Lançado na Netflix em 9 de setembro de 2020, “The Social Dilemma” é um documentário que explora o desenvolvimento das mídias sociais, concentrando-se nos efeitos devastadores do Facebook, Instagram, Twitter e companhia. sobre a sociedade contemporânea. 10 anos após o lançamento do filme “A Rede Social”, história do Facebook e de seu inventor Mark Zuckerberg, hoje “O Dilema Social” é uma denúncia social ao vício gerado por aplicativos inventados para explorar nossas vulnerabilidades psicológicas e assim nos tornar dependentes da internet.
O diretor de O Dilema Social, Jeff Orlowski, de 36 anos, dá a palavra às jovens mentes do Vale do Silício que ajudaram a criar modelos de negócios, algoritmos e interfaces.
Engenheiros de computação do Google, Facebook, Twitter, Instagram, Pinterest, movidos pela culpa, espalham tudo sobre essas plataformas. Que funcionam para criar vício, e explicam o que está por trás de uma curtida, de uma postagem, de um comentário e da necessidade incessante de rolar seu feed por horas. Um algoritmo projetado com perfeição para nos encorajar a permanecer conectados pelo maior tempo possível. Tudo sem que percebamos, é tudo trabalho psicológico, somos todos usuários, usuários em italiano, desses apps. Mas o termo usuário em inglês também é usado para indicar quem é viciado em drogas. “Existem apenas duas indústrias que chamam o cliente de usuário: drogas ilegais e software”, diz o estatístico norte-americano Edward Tufte.
Colocar curtidas ou corações hoje é uma droga e, como todos os vícios, também gera tragédias.
A Geração Z (aquela imediatamente a seguir aos Millenials, viciada em tecnologia) foi a primeira a ser vítima deste vício inconsciente com um aumento significativo de suicídios. É uma geração, explica O Dilema Social, que perdeu o contacto com a realidade. Que não tira mais carteira de motorista porque não busca esse tipo de autonomia e não se aventura em noites românticas por medo do fracasso; uma geração isolada na sua própria bolha social da qual agora depende.
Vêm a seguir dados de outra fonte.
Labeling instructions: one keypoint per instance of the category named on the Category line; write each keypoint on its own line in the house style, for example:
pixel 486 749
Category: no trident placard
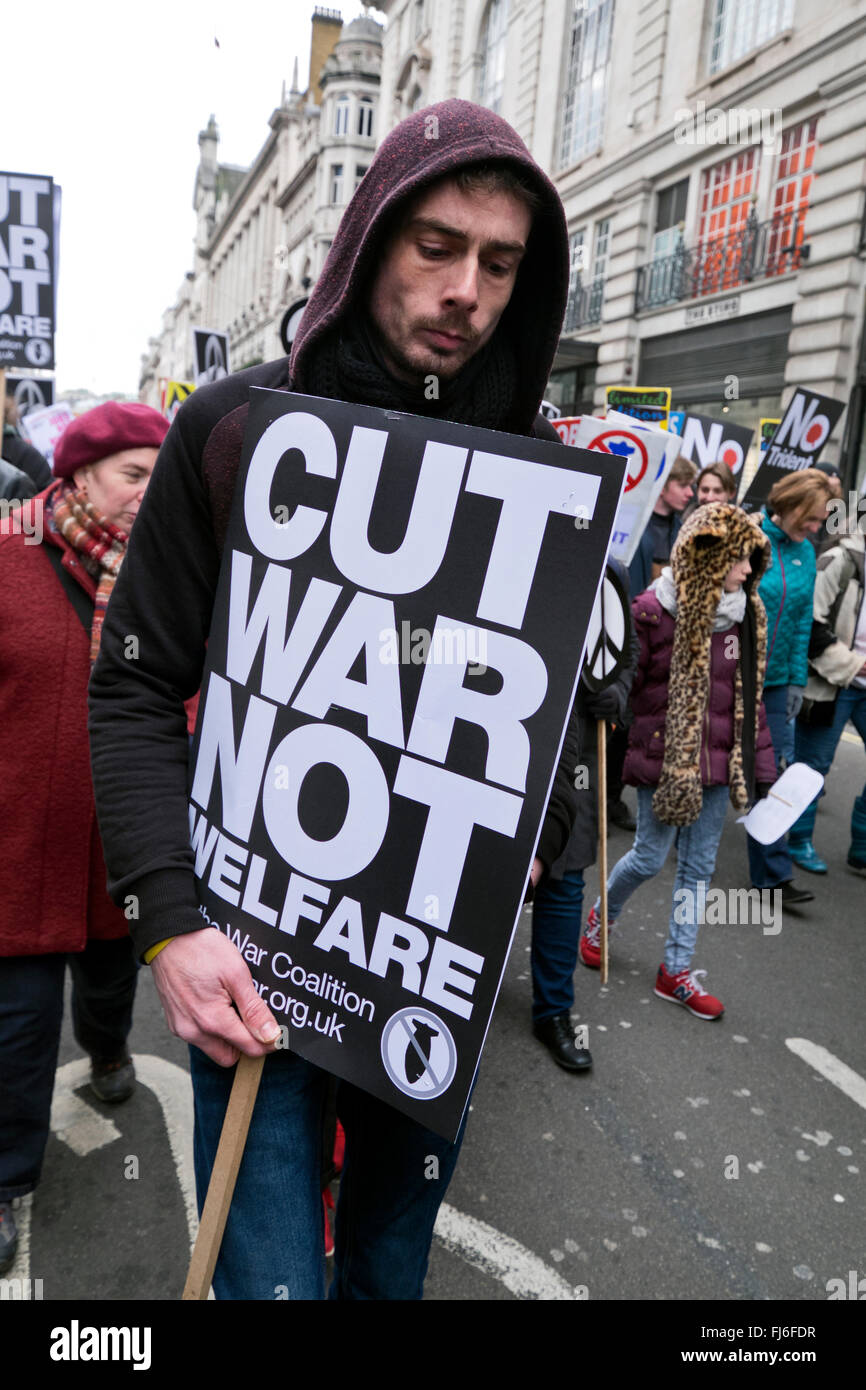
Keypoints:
pixel 399 623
“A velocidade de processamento dos computadores cresceu um trilhão de vezes desde 1960, e a de um carro dobrou, no máximo”, explica o engenheiro da computação Tristan Harris. E é nessa velocidade que se baseiam as estratégias de marketing, que visam enquadrar e determinar os comportamentos humanos. Quanto mais ficarmos conectados a uma mídia social, mais o faturamento da plataforma aumentará, afinal “Se você não paga pelo produto significa que você é o produto”.